« Instants de lumière »
Jean-Charles Quillin est venu d’une île lointaine. Peut-être même est-il né de la lave d’un volcan, et peu de couleurs ont demeure chez lui. Tout part de la nuit absolue. On voit donc des êtres traversés de nuit, des ténèbres d’univers, et des poussières d’être, des presque riens profondément habités.
Des êtres de nul oubli, et de toute humanité, sans passé, sans présent, sans idéologie. Des êtres nés d’un rituel inconnu. Ils font miroir de nos propres ténèbres. Ils ont traversé tous les désespoirs. Ils sont invincibles, et les ténèbres tressaillent.

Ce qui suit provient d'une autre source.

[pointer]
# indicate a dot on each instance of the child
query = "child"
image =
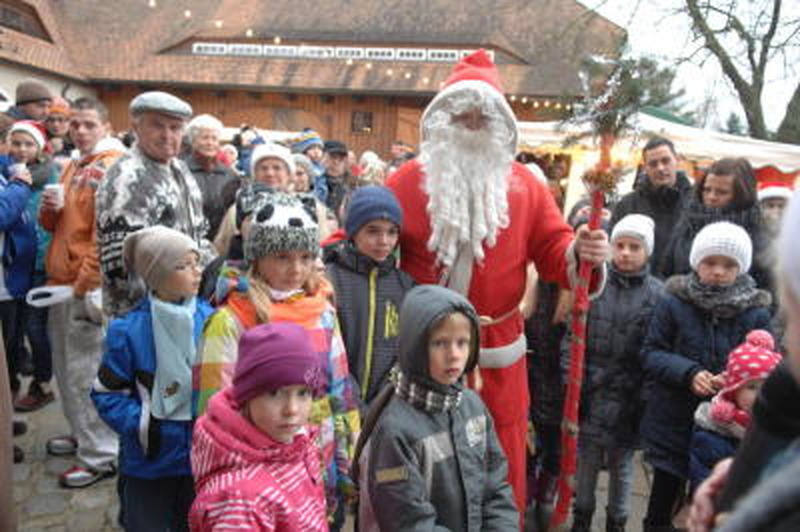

Peu de couleurs et peu de signes, comme dans toute grande peinture. Jean-Charles Quillin impose un face-à-face sensible, délicat, fragile. Le dénuement, l’ascèse et le dépouillement font vivre l’art vrai et puissant qui sort de l’antre et de la grotte archaïque, dans l’approche lente et silencieuse des possibles de la vie.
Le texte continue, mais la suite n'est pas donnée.